La ricchezza di un tradizionale risotto, ad esempio al gorgonzola, al castelmagno, ma anche alla zucca, può essere bilanciata perfettamente da una glassa al balsamico o da un cucchiaio di aceto balsamico a crudo; un carpaccio o una tagliata di salmone possono essere esaltati dalle sue note pungenti; unito a una macedonia di frutta o a del gelato offrirà al palato una straordinaria esperienza agrodolce.

Allo stesso tempo, questo condimento inimitabile è capace di trovare il suo spazio anche in ricette estremamente moderne e creative: del pollo in agrodolce con aceto balsamico di Modena IGP, mandorle e curcuma oppure, in riduzione, come salsa di accompagnamento per gustosi street food, dai bao cinesi agli hamburger gourmet più ricercati.

La vita in un’acetaia di Modena per produrre aceto balsamico di Modena IGP

Le acetaie modenesi sono il cuore pulsante della produzione del balsamico. Rappresentano un vero e proprio luogo di ritrovo per le famiglie produttrici e sono meta di pellegrinaggio per appassionati e curiosi da tutto il mondo.

Ma quali segreti contengono le acetaie tradizionali, nelle quali viene prodotto l’Oro Nero di Modena?

Innanzitutto è bene precisare che le acetaie, al contrario delle cantine per l’invecchiamento del vino, si trovano perlopiù nei sottotetti, dove le travi di legno fungono da protezione per le botti. Il prodotto, infatti, ha bisogno di subire l’effetto delle escursioni termiche date dai cambi di stagione e in Emilia, regione caratterizzata da estati calde e inverni molto rigidi, vi sono le condizioni ideale per un invecchiamento a regola d’arte.

Le vere regine dell’acetaia sono le botti: raggruppate in batterie, sono prodotte con varie qualità di legno, sanificate con acqua bollente e sale e infine acetificate con aceto di vino. Una volta inserito al loro interno il mosto cotto e acetificato, la magia può avere inizio.

Mussini, il nome dell’aceto balsamico di Modena IGP

Nella storia dell’Acetaia Mussini si mescolano tradizione e modernità. L’azienda nasce infatti all’alba del nuovo millennio, nel 2000, con l’idea di riunire sotto un unico nome le acetaie tradizionali dei nonni, quelle costruite nei sottotetti di Modena e dintorni.

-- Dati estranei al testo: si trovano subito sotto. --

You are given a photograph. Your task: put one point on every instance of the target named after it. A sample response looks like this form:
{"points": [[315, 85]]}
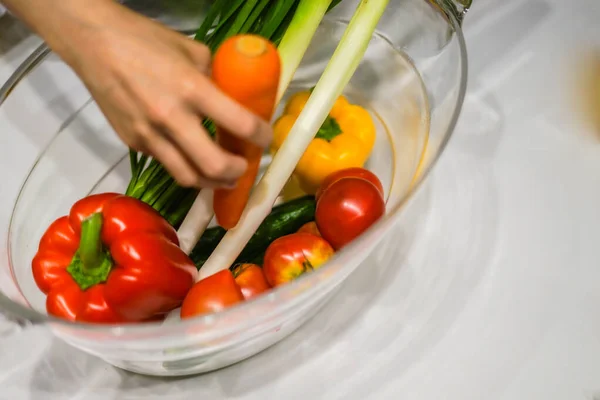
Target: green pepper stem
{"points": [[90, 245]]}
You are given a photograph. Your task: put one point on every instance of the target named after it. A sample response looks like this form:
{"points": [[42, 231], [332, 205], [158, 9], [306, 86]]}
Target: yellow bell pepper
{"points": [[345, 140]]}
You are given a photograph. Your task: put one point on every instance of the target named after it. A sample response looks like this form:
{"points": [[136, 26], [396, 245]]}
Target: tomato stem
{"points": [[91, 263]]}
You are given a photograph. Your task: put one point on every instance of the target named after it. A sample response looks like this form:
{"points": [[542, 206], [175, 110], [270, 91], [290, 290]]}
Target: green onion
{"points": [[336, 76], [292, 48], [268, 18], [297, 38]]}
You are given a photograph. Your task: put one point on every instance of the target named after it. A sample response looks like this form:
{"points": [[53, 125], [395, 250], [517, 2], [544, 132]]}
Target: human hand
{"points": [[153, 86]]}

Cultura dell’aceto balsamico e voglia di sperimentare sono anche i caratteri che contraddistinguono la produzione di Mussini. Da un lato c’è, infatti, l’aceto balsamico di Modena IGP, con i suoi procedimenti consolidati e le sue peculiarità inimitabili; dall’altro ci sono condimenti e salse pensati per andare incontro ai palati più moderni ed esigenti, come le creme balsamiche o l’aceto balsamico aromatizzatoPassione, tradizione, ma anche internazionalità e voglia di innovare. Questa la visione di Mussini: una visione che contraddistingue l’intera filiera, dalla vendemmia fino alla scelta del packaging.